Katie screamed, at first words, then only the sound of her making noise, no longer a voice but something deep, rasped, and loud that seemed to continue out of habit, long after it might have stopped. I could not see Katie’s face or the entire length of the bear. I remember imagining for a moment the cartoon shape of a bear from a children’s book, overlaid on bright paper, filling the darkness with unmeasured angles.
I thought, Why is no one coming to help me? I moved my limbs through molasses, at the darkness.

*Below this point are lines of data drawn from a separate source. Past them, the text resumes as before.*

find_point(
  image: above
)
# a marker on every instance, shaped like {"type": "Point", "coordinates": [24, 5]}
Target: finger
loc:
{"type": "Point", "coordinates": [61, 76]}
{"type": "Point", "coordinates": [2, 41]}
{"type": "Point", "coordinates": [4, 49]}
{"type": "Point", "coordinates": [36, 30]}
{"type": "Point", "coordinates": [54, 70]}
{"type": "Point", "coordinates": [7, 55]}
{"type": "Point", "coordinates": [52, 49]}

When Katie saw the bear that would kill her, she stopped walking, threw her pack across the field, and laid flat on the ground. Sara and the Romanian explained much later that they had all made themselves small at first and spoke only in hushed tones. Katie had led this progression to the ground. Sara had also thrown her pack in the opposite direction. At first, it seemed, they acted together, certain of a survival they coordinated in hushed tones—Stay down. Don’t move—even as the bear moved closer, taking its time, measuring the stillness around each body.
Bears in the wild are revealed, rather than seen. They are territorial by nature. They move in clans. They do not share open spaces. Rabid, startled, drunk, or hungry bears, and also cub mothers, violate these patterns. Brown bears weigh up to fifteen hundred pounds, have three-inch claws, and can run thirty miles per hour. Unlike a black bear, a brown bear on the attack rarely loses interest or spooks. Black bears lose interest when its prey plays dead; brown bears move closer.